At this month’s metropolitan district meeting, councillors were largely critical of the new ‘Ecoflex’ tarmac coverings laid down across the last week.
Labour councillor Elena Secas asked whether council bosses would lay this kind of tarmac in front of their own door.
Meanwhile, Fine Gael councillor Michael Hourigan said traders are “justified” in their concerns as rate payers, and Cllr Cian Prendiville, Solidarity, questioned whether a lighter colouring could have been used for the covering.
But in response, Mr Moylan said: “The use of Ecoflex causes minimum disruption to the public, it is environmentally friendly and is the most economical footpath repair on the market.”
He also pointed out that: “Removal and disposal of existing paths is not required, and the new surface laid down is durable and allows for good grip.”
There was criticism from the business community, with Roches Street traders Brian Mortell and Sean McIlfratrick, Lawless Flowers particularly vocal.
But Cllr Secas said: “It’s not only the business community, everyone has been left furious by this. I just wonder if the person who made the decision would lay the same material in front of their own door?”
It was noted the tarmac was laid overnight. But Mr Moylan said this was in order to prevent any negative impact on traders.
“The new surface will stop people having accidents. There was a mismatch of materials before, so where we can, we have matched them,” he added at the monthly meeting.
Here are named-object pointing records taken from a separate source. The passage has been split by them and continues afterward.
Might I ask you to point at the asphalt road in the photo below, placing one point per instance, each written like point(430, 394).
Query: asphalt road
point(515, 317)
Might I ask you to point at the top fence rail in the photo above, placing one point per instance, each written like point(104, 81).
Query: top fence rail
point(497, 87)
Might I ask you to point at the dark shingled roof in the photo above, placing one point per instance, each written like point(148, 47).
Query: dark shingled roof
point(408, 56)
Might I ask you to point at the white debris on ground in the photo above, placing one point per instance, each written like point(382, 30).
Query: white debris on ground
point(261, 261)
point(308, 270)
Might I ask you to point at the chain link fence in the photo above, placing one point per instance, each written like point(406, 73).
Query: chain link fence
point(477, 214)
“It is very important to note that all the areas resurfaced with the new surface is exactly the same as the one it replaced. All of the footpath surfaces were already Ecoflex that have aged as a result of age, weather and footfall, Mr Moylan added.
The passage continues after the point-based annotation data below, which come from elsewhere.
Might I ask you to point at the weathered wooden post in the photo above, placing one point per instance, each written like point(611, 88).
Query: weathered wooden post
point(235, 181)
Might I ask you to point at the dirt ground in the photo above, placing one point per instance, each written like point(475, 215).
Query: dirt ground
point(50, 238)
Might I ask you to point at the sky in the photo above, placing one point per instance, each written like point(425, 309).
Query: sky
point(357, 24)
Independent councillor Frankie Daly sounded a note of praise for the local authority’s actions, however.
“There were huge health and safety concerns before, and I would welcome this. It was a necessary step which needed to be taken. When the council does something right, we need to commend them,” he added.
But Cllr Séighin Ó Ceallaigh, Sinn Fein, dismissed it as a “glorified resurfacing job”.
“Staff seem to be going ahead with this plan without the support of the elected members, which is never a good thing,” he told this month’s meeting of the metropolitan district which took place at Limerick City Hall.